I began this banter on my return to the vicarage after Thursday morning prayer, which is led each week by Jo Pope, a relatively new parishioner, There may only be two, three or four of us, but it’s a precious 15 – 20 minutes. Anyway, as I rang the Angelus bell the two taxi drivers at the rank opposite who were chatting to each other paused, looked over, and both made the sign of the cross. I found it quietly moving. I gave them a wave which they happily returned.
Well, last Sunday was quite a Sunday, involving a lot of work and a lot of people!
The Christmas season drew to its close with our celebration of Christ’s presentation in the temple. In my notices the previous week I had mentioned the old medieval tradition of folk bringing a penny for the priest on this feast who in return were given a candle. (The feast is also known as Candlemas because at it’s heart is Simeon’s description of Jesus as a ‘light to lighten the Gentiles’) In my sermon on Sunday I expressed my tongue in cheek disappointment that no one had brought me a penny! I spoke too soon, for lo and behold (and my generous benefactor will remain anonymous!) after mass I was presented with a 1951 penny! It was a happy celebration and great to see some new folk around. Keep bringing them! Remember, most people come to church for the first time, or return to church after a lapse, because someone invites them. At refreshments afterwards we sang a hearty happy birthday and gave three cheers to Monica Jacomb, aged 80, and as is fitting, had cake.
Sunday evening saw an interesting mix of folk fill the church for the Commemoration of Charles King and Martyr. It was a traditional Evensong from the 1662 Book of Common Prayer. The choir did marvellously well, and we owe a debt of gratitude to Kieran Crichton our organist, our regular choir members, and to those who came to join them for the occasion, not least Jordan Auld, the soloist in Mendelsson’s ‘Hear my Prayer’. I’m a great lover of C.V.Stanford, the English composer of the Setting of the ‘Mag and Nunc’ as the two gospel canticles are affectionately known, so I especially enjoyed them. None of the music choices were easy options, and the choir put in a lot of work made a really good fist of them. ( by the way, where does that strange phrase come from?) Many thanks!
No one seemed to want to go home. By the time everyone had left, It was well and truly dark in the fountain garden, which by the way was looking great. (thanks to our gardeners!) Thanks also to the chefs who made Coronation chicken, to Jenni Aldous for her, as usual, delectable deserts, to those who served the wine, and to those who washed up in the vicarage kitchen.
Anyone who wants to read my lecture you will soon be able to find an attachment to it on the parish website on the News and Events page. Secularism is a meaty and fairly slippery subject and I certainly don’t make any claim to originality of thought on the subject. But it’s not unimportant.
Sadly, I forgot to ask anybody to take any photos on Sunday so this week’s banter is somewhat lacking in that department.
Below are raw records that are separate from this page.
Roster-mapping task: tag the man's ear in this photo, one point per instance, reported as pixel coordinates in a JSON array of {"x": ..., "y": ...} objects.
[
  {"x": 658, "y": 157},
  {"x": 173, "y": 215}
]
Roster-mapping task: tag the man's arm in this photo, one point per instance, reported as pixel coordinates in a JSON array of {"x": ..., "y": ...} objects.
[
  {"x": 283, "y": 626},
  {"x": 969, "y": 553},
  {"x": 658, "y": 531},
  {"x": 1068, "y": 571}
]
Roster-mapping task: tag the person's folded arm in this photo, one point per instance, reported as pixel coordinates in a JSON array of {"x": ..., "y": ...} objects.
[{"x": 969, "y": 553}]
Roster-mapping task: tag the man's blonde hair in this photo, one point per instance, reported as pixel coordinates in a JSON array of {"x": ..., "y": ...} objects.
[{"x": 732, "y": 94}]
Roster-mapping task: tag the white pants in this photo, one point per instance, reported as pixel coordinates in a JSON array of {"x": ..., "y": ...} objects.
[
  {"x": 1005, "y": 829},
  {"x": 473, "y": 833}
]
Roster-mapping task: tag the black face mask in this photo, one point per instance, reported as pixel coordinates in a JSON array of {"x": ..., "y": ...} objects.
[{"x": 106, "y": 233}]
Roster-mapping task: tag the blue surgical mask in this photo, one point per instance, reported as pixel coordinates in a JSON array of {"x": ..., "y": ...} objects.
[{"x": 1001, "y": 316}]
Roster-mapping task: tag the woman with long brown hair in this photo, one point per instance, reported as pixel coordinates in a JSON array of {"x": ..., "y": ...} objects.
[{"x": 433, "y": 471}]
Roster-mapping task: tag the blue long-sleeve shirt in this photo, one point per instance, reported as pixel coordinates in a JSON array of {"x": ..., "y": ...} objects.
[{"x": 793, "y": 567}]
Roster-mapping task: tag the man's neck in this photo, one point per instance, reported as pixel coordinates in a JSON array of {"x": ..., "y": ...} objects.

On Wednesday the parish council met. A certain amount of its work is mundane, if necessary, but it’s always interesting when you’re talking about mission and growth! Wednesday we reflected on the preparing of our parish MISSION ACTION PLAN. The whole though of a MAP as they are known might sound exhausting, but in life there is good exhausting and there is huffing and puffing exhausting when tired though you are, you don’t seem to have got anywhere. We are working on the former model! Watch this space…
And then there was a good crowd to witness the launch of Heather De Viell-Richter’s new book ‘Girls are Pearls’ in the Bardin Centre on Thursday afternoon. Heather, herself Anglo-Indian writing under the name Heather Anne Bloom, tells the remarkable story that led her to becoming a champion for the cause of women and girls in India with both humility and enthusiasm. Before publication, Heather asked me to write the ‘blurb’ on the back cover and so it was my privilege to be the first person to read it. I was engrossed, and read it in one sitting! If you want to know more about it, have a word with her at church, or her email is firstname.lastname@example.org
And so to Lent!
I’ve attached a copy of the leaflet (there are also plenty in church) which outlines the opportunities to grow in your discipleship over the coming forty days, not least with the new season of Meet Up @ 5.
If you were in church last Sunday morning you would have heard Cecilia Fairlie, one of our churchwardens introducing the ‘Forty Days…a parish reflects’ project. This is her initiative and its a great idea. She is inviting us all to make a contribution to a booklet of our personal Lenten experiences or reflections which will be produced in Eastertide. Cecilia tells me that she has had three very varied contributions already and it’s not even Ash Wednesday! At the Parish Council meeting last night I suggested that anyone attempting to fast over Lent might contribute before and after photos. Look what I lost in Lent!
Please think about making a contribution. Catch her at church to talk about it, or give her a call. 0401 859941.
There are three masses with ashes next Wednesday and that provision reflects the importance of beginning Lent as you mean to go on.
At each service there is the opportunity to be marked with the sign of the cross on your forehead with ash.